Godfather vs. Bart Gunn. 

Godfather is with ho's this evening. Out in workout gear. Bart Gunn out here looking liked jacked-up Josh Brolin. Godfather with a pre-match promo, knowing that's the one aspect of this confrontation he's in no danger of losing. Round 1 is slow, but there's some tension. I'm legitimately impressed with Gunn's head movement. Dodging punches without taking his eyes off the opposing fighter is a learned skill, and he has a nice mastery of it. Godfather looks like he's expecting the big punch that never comes, and is tentative. Round 2 is actually one of the more entertaining rounds of the entire tournament. Both guys land big shots, and Godfather lands a series of body blows in the corner. With around 20 seconds left, Gunn just throws repeated left hooks, landing most of them. Godfather actually goes down, but time runs out at the same time. It looked like these two giants just got tired of dancing. About fifteen seconds into round 3, Gunn lands a right hook that puts Godfather to sleep. Just absolutely de-cleats him.

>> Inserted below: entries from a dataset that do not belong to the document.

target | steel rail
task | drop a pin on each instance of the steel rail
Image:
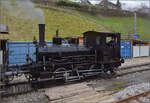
(134, 97)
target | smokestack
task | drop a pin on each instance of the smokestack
(41, 34)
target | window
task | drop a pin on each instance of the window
(111, 40)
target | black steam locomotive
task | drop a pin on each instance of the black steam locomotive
(69, 61)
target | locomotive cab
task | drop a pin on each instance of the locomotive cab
(106, 46)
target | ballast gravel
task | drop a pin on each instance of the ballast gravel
(133, 90)
(34, 97)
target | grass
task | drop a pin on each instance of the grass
(124, 25)
(72, 23)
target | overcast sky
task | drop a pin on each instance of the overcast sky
(127, 3)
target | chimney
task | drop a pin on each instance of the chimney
(41, 34)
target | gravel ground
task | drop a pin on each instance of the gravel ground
(118, 83)
(34, 97)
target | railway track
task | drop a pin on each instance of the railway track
(136, 97)
(13, 89)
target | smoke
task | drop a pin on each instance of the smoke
(24, 9)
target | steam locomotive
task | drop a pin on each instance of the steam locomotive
(70, 61)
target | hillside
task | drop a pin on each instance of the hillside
(72, 23)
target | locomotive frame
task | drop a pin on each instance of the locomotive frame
(100, 53)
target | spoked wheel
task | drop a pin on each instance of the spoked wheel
(30, 78)
(59, 74)
(93, 67)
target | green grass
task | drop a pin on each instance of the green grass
(72, 23)
(124, 25)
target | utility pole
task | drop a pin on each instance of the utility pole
(134, 22)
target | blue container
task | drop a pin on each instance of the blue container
(18, 51)
(126, 49)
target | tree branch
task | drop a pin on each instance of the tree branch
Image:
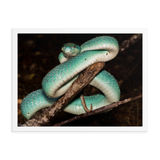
(43, 116)
(102, 109)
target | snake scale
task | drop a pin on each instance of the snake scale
(75, 59)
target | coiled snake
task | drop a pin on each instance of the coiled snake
(75, 59)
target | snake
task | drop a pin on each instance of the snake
(73, 60)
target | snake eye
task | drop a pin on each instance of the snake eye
(73, 47)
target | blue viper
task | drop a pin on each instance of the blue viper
(75, 59)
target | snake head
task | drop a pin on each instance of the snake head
(70, 50)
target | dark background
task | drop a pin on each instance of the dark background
(38, 54)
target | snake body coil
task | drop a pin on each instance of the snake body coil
(59, 79)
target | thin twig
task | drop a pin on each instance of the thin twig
(127, 43)
(102, 109)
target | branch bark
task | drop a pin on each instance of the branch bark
(102, 109)
(43, 116)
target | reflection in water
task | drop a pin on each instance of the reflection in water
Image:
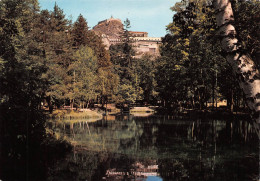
(158, 148)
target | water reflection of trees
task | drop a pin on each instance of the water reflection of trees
(183, 149)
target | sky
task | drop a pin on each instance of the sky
(151, 16)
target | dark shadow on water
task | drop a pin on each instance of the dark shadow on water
(159, 146)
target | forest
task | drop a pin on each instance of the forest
(48, 62)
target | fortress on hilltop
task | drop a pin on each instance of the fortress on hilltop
(111, 30)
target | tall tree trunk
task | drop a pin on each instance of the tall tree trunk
(243, 66)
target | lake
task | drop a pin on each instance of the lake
(157, 148)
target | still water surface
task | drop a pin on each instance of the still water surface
(157, 148)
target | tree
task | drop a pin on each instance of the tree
(83, 72)
(21, 68)
(242, 64)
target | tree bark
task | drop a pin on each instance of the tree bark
(243, 66)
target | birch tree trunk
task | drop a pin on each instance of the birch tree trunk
(243, 66)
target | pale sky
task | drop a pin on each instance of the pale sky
(151, 16)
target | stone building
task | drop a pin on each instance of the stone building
(111, 30)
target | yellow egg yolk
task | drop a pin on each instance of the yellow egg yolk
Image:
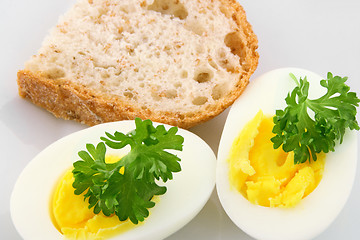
(75, 220)
(268, 176)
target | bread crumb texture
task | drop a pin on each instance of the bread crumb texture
(179, 62)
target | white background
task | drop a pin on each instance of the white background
(320, 35)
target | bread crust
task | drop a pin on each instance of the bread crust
(68, 100)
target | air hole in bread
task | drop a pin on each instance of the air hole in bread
(184, 74)
(55, 73)
(213, 64)
(234, 41)
(224, 62)
(171, 94)
(177, 84)
(195, 27)
(169, 7)
(105, 75)
(203, 76)
(218, 91)
(200, 100)
(129, 95)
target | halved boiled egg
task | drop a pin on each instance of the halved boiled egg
(186, 194)
(314, 213)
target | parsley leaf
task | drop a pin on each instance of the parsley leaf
(332, 113)
(128, 194)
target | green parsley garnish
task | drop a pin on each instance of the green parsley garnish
(332, 113)
(128, 194)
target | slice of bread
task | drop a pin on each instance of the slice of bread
(179, 62)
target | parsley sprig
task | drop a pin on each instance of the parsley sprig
(128, 194)
(331, 114)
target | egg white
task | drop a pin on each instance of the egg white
(186, 194)
(315, 212)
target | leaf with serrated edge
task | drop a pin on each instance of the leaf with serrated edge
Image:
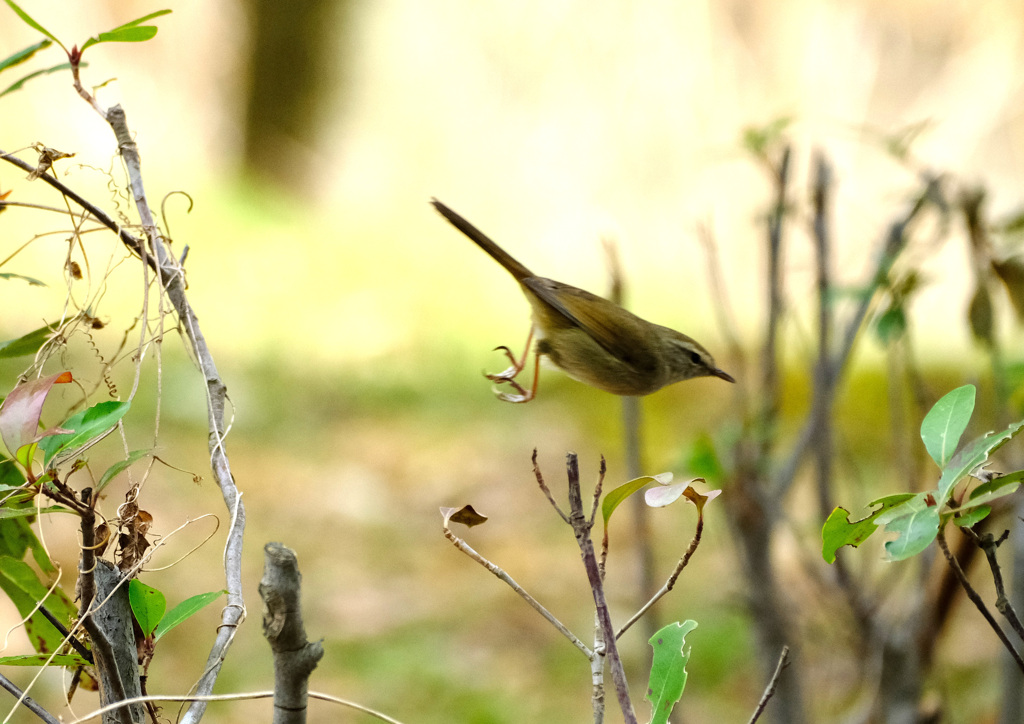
(972, 456)
(971, 517)
(85, 426)
(465, 515)
(839, 530)
(914, 531)
(668, 670)
(945, 422)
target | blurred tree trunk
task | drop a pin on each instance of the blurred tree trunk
(293, 78)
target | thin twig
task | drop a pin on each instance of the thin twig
(173, 281)
(537, 605)
(989, 544)
(582, 533)
(671, 582)
(894, 245)
(783, 662)
(68, 636)
(27, 701)
(976, 599)
(546, 490)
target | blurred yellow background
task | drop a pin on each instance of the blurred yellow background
(351, 323)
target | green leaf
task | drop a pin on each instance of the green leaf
(133, 32)
(668, 670)
(185, 610)
(993, 490)
(617, 495)
(973, 516)
(116, 469)
(28, 20)
(27, 344)
(85, 426)
(945, 422)
(72, 661)
(972, 456)
(839, 531)
(147, 604)
(23, 55)
(891, 325)
(17, 86)
(915, 523)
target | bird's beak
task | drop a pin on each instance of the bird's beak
(723, 375)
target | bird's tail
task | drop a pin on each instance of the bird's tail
(499, 254)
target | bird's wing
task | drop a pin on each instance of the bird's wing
(623, 334)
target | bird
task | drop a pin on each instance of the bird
(592, 339)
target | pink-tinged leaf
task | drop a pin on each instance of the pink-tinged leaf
(666, 495)
(20, 411)
(615, 497)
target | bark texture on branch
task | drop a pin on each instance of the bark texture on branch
(294, 655)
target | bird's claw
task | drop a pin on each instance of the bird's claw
(522, 396)
(509, 374)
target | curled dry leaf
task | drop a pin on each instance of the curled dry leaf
(465, 515)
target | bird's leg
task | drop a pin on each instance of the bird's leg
(523, 395)
(517, 365)
(509, 375)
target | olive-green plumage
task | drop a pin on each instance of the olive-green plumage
(594, 340)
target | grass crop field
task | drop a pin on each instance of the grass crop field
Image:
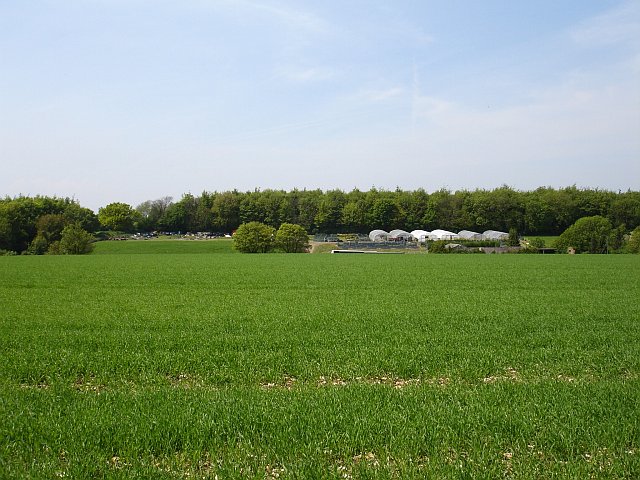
(319, 366)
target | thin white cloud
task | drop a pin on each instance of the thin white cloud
(292, 18)
(620, 25)
(382, 95)
(305, 74)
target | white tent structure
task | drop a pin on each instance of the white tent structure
(399, 235)
(420, 235)
(378, 236)
(495, 235)
(469, 235)
(439, 234)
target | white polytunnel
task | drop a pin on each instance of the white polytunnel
(469, 235)
(420, 235)
(399, 235)
(378, 236)
(495, 235)
(439, 234)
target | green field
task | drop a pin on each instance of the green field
(319, 366)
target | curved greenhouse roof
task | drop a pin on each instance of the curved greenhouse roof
(399, 234)
(420, 235)
(439, 234)
(378, 235)
(495, 235)
(469, 235)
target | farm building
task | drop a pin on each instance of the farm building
(443, 235)
(398, 235)
(469, 235)
(378, 236)
(420, 235)
(495, 235)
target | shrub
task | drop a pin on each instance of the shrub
(292, 238)
(254, 237)
(75, 241)
(588, 234)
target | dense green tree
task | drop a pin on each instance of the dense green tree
(49, 230)
(75, 240)
(385, 214)
(514, 238)
(118, 216)
(292, 238)
(587, 235)
(254, 237)
(226, 211)
(85, 217)
(634, 241)
(150, 212)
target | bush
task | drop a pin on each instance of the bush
(634, 241)
(587, 235)
(292, 238)
(254, 237)
(75, 241)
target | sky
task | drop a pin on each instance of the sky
(132, 100)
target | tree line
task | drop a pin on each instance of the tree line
(544, 211)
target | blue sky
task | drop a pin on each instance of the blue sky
(129, 100)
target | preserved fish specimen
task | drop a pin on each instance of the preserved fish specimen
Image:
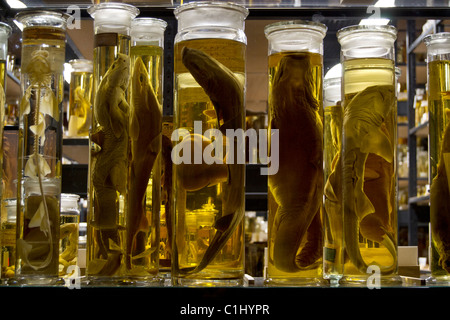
(439, 142)
(226, 94)
(109, 176)
(368, 170)
(7, 226)
(145, 133)
(439, 207)
(333, 214)
(368, 154)
(144, 186)
(110, 152)
(208, 192)
(40, 134)
(298, 214)
(295, 191)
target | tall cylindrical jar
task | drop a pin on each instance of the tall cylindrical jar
(144, 192)
(5, 236)
(80, 98)
(209, 105)
(40, 146)
(109, 141)
(295, 117)
(332, 204)
(438, 62)
(369, 153)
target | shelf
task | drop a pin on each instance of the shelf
(420, 201)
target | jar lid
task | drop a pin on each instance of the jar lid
(436, 38)
(30, 18)
(81, 65)
(5, 29)
(210, 4)
(296, 24)
(148, 22)
(113, 14)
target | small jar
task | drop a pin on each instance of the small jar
(369, 152)
(438, 63)
(295, 107)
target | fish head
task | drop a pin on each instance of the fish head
(119, 72)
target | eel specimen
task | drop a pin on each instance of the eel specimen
(110, 172)
(39, 235)
(226, 93)
(367, 154)
(297, 186)
(439, 202)
(145, 134)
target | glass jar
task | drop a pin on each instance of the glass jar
(40, 145)
(68, 243)
(109, 140)
(144, 193)
(332, 209)
(295, 190)
(80, 97)
(8, 240)
(438, 62)
(209, 89)
(369, 151)
(5, 32)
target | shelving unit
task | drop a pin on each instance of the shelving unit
(418, 205)
(256, 189)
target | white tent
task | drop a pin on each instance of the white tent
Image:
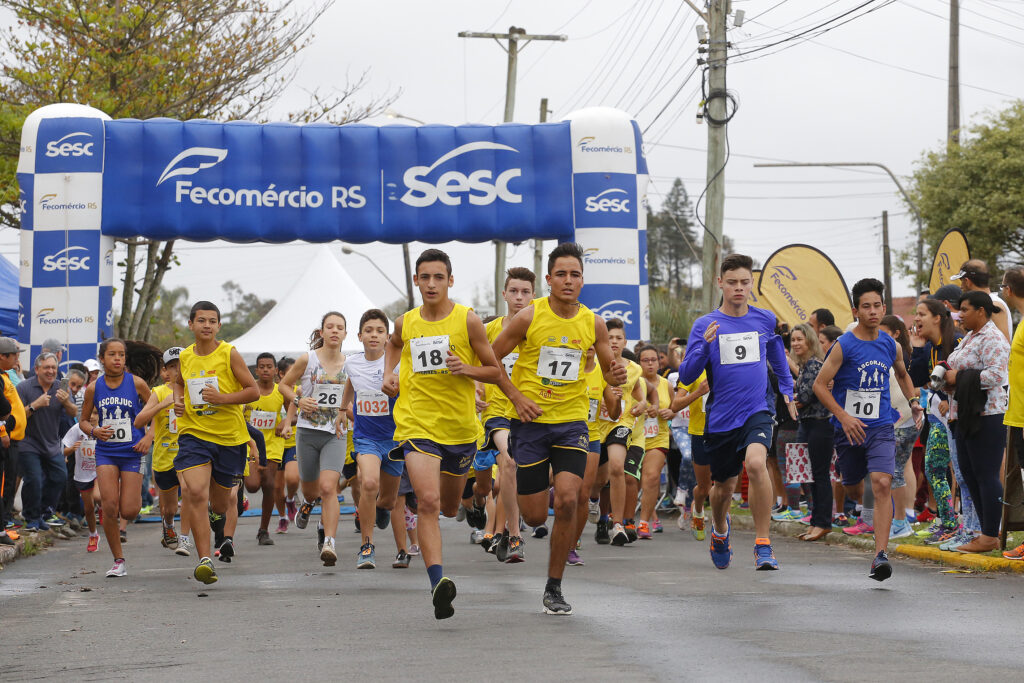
(323, 285)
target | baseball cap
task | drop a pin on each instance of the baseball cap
(172, 354)
(8, 345)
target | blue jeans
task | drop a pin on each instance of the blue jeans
(43, 478)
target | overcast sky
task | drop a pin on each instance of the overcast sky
(873, 89)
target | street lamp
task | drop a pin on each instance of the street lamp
(409, 293)
(913, 207)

This fight is what WWE officials had in mind when they green-lit this suitcase full of dog turds. 

 

Our other semi-final is Droz Vs. Justin Bradshaw. Round 1 is... interesting. There are some violent punches thrown (and landed) but the technique Gunn and Godfather had at least a rudimentary understanding of is completely nonexistent here. Bradshaw has a nice, long jab, but any cornerman worth a damn would've told Droz to wait for Bradshaw to throw it and then counter with a right, because Bradshaw drops his left almost all the way to his waist after throwing that jab. Pretty even round. Droz gets a ncie takedown at the end of round 2, but this fight is lacking compared to the last one. Round 3 is more of the same, with Droz clearly getting frustrated at Bradshaw tying him up and laying on him in the corner. Bradshaw wins a decision, but this wasn't nearly the fight the first bout was. Also on this Raw episode, DX takes on the Nation in a street fight, so it's worth checking out.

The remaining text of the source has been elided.